- November 2016
- Written by : Geoff Watts
Vice President / Green Coffee Buyer
We named this coffee Karyenda to honor one of Burundi’s most exciting cultural traditions—its mesmerizing, intoxicating drumming. This music is incredibly powerful—relentless, polyrhythmic, and profoundly energetic. We feel the same way about the coffees produced here; they have a complexity and dynamism that calls our attention and holds us transfixed. Karyenda is highest in the order of ceremonial sacred drums, and its use was reserved for major events or special circumstances that called for its exceptional power. The maturation of the first fruits that signal the beginning of the agricultural season was among the occasions that brought the drums out, to announce and celebrate the coming of the harvest. For us, the arrival of coffees from Burundi to our menu has another kind of seasonal relevance: they mark the transition from Northern to Southern Hemisphere coffees, and provide a vibrant energy to ring in the start of winter.
This edition of Karyenda comes from Yandaro, a mid-sized washing station in the Kayanza region that has recently undergone a major renovation and aims to become one of the best quality producers in the region. From late March until mid June, Yandaro is a bustling center of activity. Hundreds of people come and go from the station each day. Coffee cherries flow in on a daily basis and undergo rigorous sorting before they are de-pulped and fermented. Most of this work is done by hand, and during the day there is constant motion as coffees move through each stage of processing. After fermentation, beans are soaked in a water bath and then separated by density in washing channels to generate five different quality grades and isolate the best caliber coffees. The sorting continues throughout the drying process; the coffee is slowly dried on elevated beds over a period of up to two weeks, and during this time workers at Yandaro carefully sift through the coffees in its parchment shell to remove any discolored or misshapen beans.

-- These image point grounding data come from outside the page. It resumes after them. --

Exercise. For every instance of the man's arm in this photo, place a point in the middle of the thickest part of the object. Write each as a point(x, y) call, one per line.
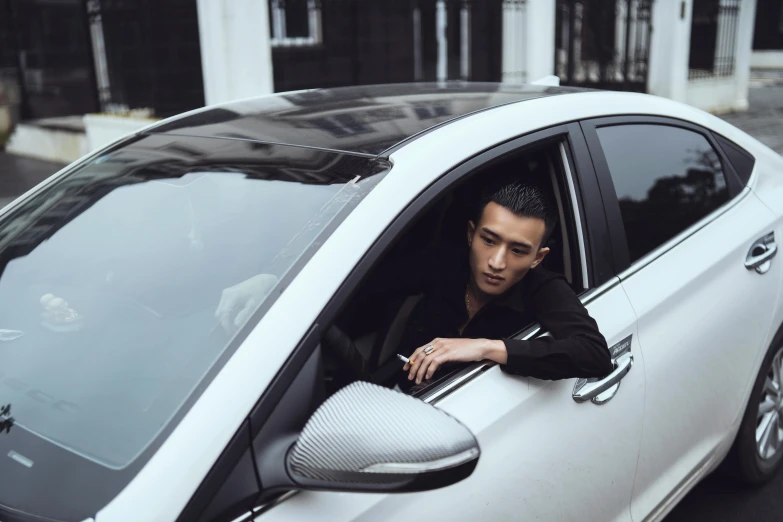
point(576, 348)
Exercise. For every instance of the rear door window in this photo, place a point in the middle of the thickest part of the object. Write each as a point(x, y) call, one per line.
point(666, 179)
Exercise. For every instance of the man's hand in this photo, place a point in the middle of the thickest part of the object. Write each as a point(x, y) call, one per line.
point(242, 299)
point(423, 366)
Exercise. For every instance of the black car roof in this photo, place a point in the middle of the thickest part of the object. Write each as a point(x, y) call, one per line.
point(366, 120)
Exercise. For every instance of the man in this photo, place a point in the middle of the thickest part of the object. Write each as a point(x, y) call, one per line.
point(474, 308)
point(476, 300)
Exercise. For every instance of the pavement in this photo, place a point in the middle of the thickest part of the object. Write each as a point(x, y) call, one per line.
point(714, 499)
point(18, 174)
point(764, 119)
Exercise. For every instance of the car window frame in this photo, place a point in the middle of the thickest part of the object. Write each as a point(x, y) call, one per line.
point(622, 263)
point(595, 237)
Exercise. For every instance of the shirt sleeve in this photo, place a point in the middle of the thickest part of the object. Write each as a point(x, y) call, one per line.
point(576, 348)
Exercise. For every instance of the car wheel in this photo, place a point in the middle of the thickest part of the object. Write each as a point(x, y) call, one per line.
point(758, 449)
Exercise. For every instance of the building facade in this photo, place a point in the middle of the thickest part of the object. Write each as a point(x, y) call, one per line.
point(66, 57)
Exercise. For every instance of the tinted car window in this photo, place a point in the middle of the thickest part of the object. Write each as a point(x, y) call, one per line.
point(666, 178)
point(742, 160)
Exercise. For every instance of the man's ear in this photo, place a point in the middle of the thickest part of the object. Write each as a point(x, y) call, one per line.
point(540, 255)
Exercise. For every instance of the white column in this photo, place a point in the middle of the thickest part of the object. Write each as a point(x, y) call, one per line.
point(540, 48)
point(670, 49)
point(236, 55)
point(528, 40)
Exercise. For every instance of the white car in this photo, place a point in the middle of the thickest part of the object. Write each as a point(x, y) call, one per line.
point(126, 398)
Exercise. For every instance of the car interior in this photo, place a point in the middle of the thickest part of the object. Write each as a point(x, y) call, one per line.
point(369, 330)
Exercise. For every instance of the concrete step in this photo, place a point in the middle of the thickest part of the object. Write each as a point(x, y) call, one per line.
point(61, 140)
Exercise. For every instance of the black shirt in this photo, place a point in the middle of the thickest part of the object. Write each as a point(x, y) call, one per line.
point(576, 348)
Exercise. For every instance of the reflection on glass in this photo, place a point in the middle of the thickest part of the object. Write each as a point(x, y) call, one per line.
point(666, 178)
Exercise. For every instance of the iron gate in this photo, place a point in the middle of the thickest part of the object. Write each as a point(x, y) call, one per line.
point(330, 43)
point(604, 44)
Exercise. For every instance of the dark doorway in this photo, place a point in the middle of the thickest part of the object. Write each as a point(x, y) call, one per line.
point(53, 57)
point(603, 44)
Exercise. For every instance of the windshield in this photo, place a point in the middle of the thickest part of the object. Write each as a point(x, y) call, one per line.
point(111, 278)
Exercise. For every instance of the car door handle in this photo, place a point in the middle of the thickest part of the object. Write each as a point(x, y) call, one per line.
point(761, 253)
point(590, 390)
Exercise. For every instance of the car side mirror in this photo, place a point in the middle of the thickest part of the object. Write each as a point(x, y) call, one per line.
point(369, 438)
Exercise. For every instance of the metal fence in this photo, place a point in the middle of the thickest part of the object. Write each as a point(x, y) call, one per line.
point(714, 28)
point(326, 43)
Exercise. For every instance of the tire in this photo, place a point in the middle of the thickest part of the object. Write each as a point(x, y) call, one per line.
point(745, 461)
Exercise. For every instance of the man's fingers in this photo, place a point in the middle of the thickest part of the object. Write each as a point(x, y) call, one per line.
point(434, 365)
point(425, 364)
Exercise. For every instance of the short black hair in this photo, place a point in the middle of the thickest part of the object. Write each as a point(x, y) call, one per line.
point(524, 200)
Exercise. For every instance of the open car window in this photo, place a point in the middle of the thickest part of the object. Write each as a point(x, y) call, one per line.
point(370, 327)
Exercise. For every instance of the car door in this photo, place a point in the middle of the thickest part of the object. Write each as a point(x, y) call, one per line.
point(555, 450)
point(683, 230)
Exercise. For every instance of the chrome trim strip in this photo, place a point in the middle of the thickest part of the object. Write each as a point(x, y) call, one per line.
point(472, 371)
point(463, 377)
point(575, 207)
point(682, 236)
point(595, 293)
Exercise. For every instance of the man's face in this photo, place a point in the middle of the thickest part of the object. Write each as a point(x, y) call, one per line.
point(503, 247)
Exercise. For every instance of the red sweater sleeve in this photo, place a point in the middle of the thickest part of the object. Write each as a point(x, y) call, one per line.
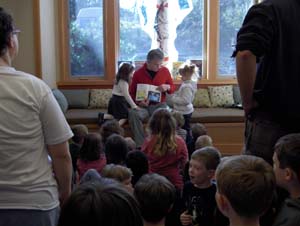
point(133, 85)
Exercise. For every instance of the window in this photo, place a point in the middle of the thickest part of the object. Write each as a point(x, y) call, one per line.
point(174, 26)
point(86, 38)
point(96, 34)
point(232, 13)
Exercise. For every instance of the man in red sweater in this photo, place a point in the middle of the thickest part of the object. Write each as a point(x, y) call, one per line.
point(152, 73)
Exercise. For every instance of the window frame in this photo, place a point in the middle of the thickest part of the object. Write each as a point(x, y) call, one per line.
point(111, 47)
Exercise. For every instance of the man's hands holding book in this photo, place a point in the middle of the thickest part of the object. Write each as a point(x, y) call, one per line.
point(163, 87)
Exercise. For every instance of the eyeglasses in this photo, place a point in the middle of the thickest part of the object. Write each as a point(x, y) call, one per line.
point(16, 31)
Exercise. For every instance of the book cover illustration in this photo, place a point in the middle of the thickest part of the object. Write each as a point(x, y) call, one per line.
point(146, 91)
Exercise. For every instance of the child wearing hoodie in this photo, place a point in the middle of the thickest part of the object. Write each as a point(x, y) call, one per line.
point(183, 99)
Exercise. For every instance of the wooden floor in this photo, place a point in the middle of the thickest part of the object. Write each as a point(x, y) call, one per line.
point(227, 137)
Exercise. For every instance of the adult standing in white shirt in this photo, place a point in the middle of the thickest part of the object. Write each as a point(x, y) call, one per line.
point(32, 127)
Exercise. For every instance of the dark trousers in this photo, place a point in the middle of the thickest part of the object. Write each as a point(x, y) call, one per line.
point(262, 133)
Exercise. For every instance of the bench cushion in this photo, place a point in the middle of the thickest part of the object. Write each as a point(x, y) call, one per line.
point(203, 115)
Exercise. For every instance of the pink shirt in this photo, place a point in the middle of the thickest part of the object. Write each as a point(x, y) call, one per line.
point(170, 164)
point(83, 166)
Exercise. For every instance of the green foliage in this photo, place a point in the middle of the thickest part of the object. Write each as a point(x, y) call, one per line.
point(86, 42)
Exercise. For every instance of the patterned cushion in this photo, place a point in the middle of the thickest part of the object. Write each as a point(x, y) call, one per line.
point(77, 98)
point(201, 99)
point(237, 95)
point(221, 96)
point(99, 98)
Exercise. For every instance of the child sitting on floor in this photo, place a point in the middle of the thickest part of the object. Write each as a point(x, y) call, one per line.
point(120, 173)
point(91, 155)
point(137, 161)
point(286, 164)
point(166, 152)
point(156, 196)
point(121, 100)
point(199, 193)
point(245, 189)
point(203, 141)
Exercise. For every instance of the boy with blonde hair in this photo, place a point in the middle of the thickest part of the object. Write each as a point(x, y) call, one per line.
point(199, 193)
point(286, 164)
point(203, 141)
point(245, 189)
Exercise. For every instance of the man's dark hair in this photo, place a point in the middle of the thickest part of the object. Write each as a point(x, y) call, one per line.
point(6, 29)
point(156, 195)
point(124, 72)
point(155, 54)
point(100, 203)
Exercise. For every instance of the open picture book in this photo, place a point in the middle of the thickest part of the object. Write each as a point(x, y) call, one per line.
point(146, 91)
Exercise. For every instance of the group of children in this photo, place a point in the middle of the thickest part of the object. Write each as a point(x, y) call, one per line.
point(189, 184)
point(234, 191)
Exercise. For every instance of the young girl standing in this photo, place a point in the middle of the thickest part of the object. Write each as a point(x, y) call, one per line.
point(121, 100)
point(167, 153)
point(183, 99)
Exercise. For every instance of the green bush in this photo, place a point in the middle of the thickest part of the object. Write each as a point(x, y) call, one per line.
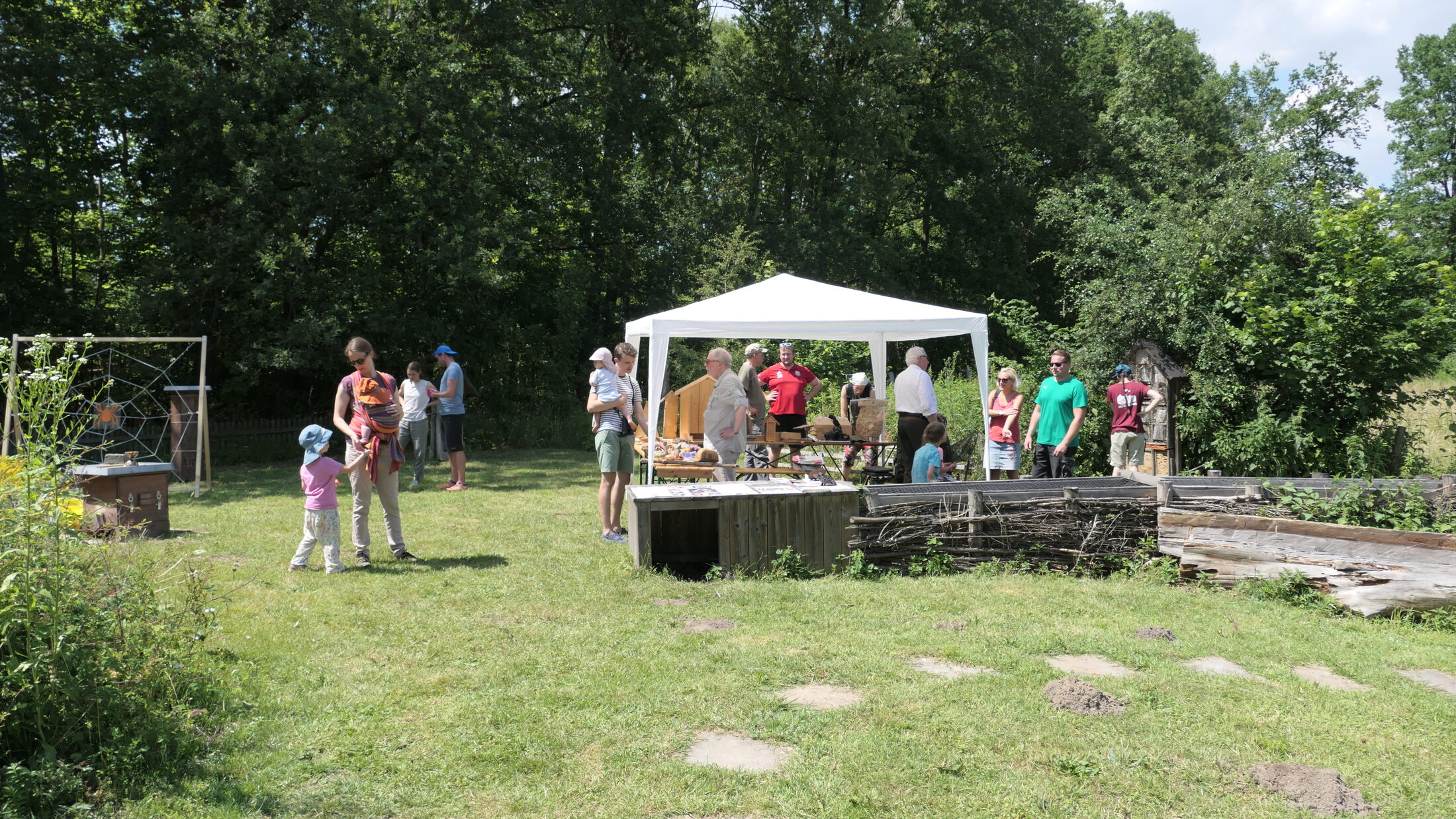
point(104, 684)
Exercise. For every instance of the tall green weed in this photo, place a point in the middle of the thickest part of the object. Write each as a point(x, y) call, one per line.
point(104, 684)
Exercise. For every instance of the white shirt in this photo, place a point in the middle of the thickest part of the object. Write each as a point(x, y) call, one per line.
point(915, 392)
point(416, 399)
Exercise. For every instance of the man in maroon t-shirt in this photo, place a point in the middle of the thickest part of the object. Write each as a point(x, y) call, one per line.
point(787, 383)
point(1129, 399)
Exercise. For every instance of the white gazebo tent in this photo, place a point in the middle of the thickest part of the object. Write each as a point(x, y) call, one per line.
point(790, 308)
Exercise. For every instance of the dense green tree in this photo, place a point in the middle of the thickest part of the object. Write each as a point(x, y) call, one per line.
point(1424, 120)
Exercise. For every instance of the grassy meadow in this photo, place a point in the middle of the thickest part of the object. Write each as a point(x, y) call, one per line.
point(523, 669)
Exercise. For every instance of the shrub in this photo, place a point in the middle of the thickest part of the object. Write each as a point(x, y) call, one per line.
point(103, 683)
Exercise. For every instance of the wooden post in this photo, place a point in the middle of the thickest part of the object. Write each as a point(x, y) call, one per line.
point(9, 390)
point(976, 505)
point(201, 418)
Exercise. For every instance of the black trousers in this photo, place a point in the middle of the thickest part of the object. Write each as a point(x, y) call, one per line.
point(909, 437)
point(1046, 464)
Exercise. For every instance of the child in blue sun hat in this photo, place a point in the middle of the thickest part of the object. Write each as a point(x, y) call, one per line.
point(321, 502)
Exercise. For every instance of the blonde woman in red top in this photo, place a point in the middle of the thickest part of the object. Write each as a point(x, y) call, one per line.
point(1003, 433)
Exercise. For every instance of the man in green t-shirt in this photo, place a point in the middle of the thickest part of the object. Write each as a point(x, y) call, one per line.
point(1062, 406)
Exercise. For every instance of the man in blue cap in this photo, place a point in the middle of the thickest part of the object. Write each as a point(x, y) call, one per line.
point(452, 415)
point(1130, 405)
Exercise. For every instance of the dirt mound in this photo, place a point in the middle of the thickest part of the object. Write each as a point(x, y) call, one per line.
point(1316, 789)
point(1076, 696)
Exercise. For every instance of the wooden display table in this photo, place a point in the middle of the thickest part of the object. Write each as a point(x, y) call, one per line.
point(688, 529)
point(132, 498)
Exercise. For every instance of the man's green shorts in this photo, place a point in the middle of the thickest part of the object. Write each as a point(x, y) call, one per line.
point(615, 451)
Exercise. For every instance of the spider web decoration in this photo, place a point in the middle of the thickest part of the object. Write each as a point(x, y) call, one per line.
point(130, 411)
point(122, 396)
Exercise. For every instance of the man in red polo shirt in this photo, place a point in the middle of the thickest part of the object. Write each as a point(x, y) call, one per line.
point(788, 383)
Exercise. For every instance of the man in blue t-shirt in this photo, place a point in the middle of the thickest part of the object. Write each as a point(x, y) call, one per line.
point(1053, 433)
point(452, 415)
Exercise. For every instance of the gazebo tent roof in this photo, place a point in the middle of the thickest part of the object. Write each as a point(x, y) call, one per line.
point(803, 309)
point(790, 308)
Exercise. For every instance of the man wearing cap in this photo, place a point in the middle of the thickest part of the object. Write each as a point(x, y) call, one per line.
point(916, 406)
point(787, 383)
point(452, 415)
point(855, 389)
point(725, 418)
point(758, 456)
point(1129, 435)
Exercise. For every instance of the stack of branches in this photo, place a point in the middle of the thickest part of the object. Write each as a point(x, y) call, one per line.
point(1093, 536)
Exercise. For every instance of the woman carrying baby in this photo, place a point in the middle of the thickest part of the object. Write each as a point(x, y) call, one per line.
point(373, 405)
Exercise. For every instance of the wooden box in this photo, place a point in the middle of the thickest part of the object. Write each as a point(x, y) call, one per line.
point(737, 525)
point(126, 498)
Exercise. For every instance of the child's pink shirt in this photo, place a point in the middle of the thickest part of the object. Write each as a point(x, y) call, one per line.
point(318, 484)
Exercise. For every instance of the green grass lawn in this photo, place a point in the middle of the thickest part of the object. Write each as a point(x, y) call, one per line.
point(522, 669)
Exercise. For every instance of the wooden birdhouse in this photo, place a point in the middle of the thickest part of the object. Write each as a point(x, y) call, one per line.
point(1152, 367)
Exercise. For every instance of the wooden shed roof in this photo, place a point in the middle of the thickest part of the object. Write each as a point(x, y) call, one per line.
point(1160, 359)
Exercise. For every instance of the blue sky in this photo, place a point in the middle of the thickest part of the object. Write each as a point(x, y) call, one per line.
point(1365, 37)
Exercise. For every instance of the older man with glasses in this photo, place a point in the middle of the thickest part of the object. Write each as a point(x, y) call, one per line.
point(1054, 427)
point(725, 419)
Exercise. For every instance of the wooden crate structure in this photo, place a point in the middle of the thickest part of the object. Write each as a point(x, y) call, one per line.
point(743, 530)
point(683, 409)
point(126, 498)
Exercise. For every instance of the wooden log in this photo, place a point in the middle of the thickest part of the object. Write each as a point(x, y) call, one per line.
point(1369, 571)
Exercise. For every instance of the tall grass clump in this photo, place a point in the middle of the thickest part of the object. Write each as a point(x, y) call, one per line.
point(104, 684)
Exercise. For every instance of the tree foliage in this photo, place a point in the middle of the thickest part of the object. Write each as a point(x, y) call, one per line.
point(519, 179)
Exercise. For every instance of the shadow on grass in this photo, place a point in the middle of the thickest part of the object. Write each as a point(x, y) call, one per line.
point(472, 562)
point(503, 470)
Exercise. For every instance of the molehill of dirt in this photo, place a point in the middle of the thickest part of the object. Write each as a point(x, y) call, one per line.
point(1079, 697)
point(1316, 789)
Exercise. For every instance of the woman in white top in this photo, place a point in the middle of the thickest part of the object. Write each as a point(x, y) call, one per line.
point(416, 427)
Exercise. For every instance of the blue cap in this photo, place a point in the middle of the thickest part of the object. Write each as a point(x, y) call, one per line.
point(314, 440)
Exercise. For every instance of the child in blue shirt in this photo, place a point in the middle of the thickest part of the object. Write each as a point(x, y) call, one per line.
point(927, 466)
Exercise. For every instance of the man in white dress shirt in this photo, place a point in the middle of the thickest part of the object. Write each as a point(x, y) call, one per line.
point(916, 406)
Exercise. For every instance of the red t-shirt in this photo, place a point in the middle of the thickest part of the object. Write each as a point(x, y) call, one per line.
point(790, 382)
point(1127, 400)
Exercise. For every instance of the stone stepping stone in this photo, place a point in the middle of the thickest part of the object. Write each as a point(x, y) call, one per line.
point(1091, 666)
point(820, 697)
point(947, 669)
point(736, 752)
point(1437, 680)
point(1220, 667)
point(700, 626)
point(1321, 675)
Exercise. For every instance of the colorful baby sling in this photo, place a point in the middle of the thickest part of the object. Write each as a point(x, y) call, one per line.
point(382, 421)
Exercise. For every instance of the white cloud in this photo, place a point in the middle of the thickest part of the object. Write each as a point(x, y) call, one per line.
point(1363, 34)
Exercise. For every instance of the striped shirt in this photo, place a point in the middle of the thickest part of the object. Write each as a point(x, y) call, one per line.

Once the harvest season is finished the focus of the management team shifts towards agronomy support. The Yandaro washing station has a newly developed system for delivering technical assistance to the nearly 3500 farmers in the surrounding communities who rely on the station to bring their coffees to market.Over 100 farmers have been trained by the staff of agronomy engineers to serve as leaders and spread best practices knowledge within their village. Each of them is responsible for working with sub-groups of 30 growers and serving as the communication link to the washing station. These lead farmers utilize their own farms as demonstration plots.
All of the coffee from Yandaro is hulled, screened and prepared for export at the Budeca mill in nearby Gitega. There it undergoes another intensive sorting process, to further isolate the top qualities. After the usual density, size and color sorting the coffee is inspected under black lights and hand-sorted a final time before bagging. The result of all of this effort is coffee of exceptional vibrancy and clarity that makes good on all of the latent potential in Burundi, one of the most underrated coffee origins in the world and a rising star on the African continent.